March 18, 2016 - 10:30 AM

CRANBROOK, B.C. - Sixty habituated mule deer are reacquainting themselves with the backcountry after being moved out of four southeastern British Columbia communities.

The problem deer were caught in Kimberley, Cranbrook, Invermere and Elkford and relocated as part of project to save, rather than cull them.

Twenty-nine of the deer were fitted with tracking collars.

"There was one deer that was predated by a cougar fairly early on in the project," said senior wildlife biologist Ian Adams, whose employer, Vast Resources Solutions, monitors data from the collars.

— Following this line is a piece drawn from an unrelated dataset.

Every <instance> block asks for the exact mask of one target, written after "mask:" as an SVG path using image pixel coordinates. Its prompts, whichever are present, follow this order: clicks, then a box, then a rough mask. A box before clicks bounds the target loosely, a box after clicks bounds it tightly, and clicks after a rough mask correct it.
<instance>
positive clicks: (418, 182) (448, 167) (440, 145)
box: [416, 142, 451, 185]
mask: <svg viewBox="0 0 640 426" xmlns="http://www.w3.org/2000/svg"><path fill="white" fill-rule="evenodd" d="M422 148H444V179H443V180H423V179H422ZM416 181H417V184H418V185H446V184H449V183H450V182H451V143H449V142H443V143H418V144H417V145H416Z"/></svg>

"We recovered that collar and managed to put it out on a second deer from Elkford," he said.

Details from the collars showed no deer had yet returned to urban areas, where their unpredictable behaviour could endanger humans and pets.

"There's a few individuals that have shown broader movements, which suggests a bit of wandering, trying to figure out where they are and what’s next for them," said Adams.

"For the most part, they've been doing fairly well. "They don’t appear to have moved onto any private lands and hopefully they'll stay out of trouble."

The project will determine if translocation is a humane solution to reducing habituated deer populations that have plaugued many B.C. communities and prompted culls on Vancouver Island and across southern and southeastern parts of the province.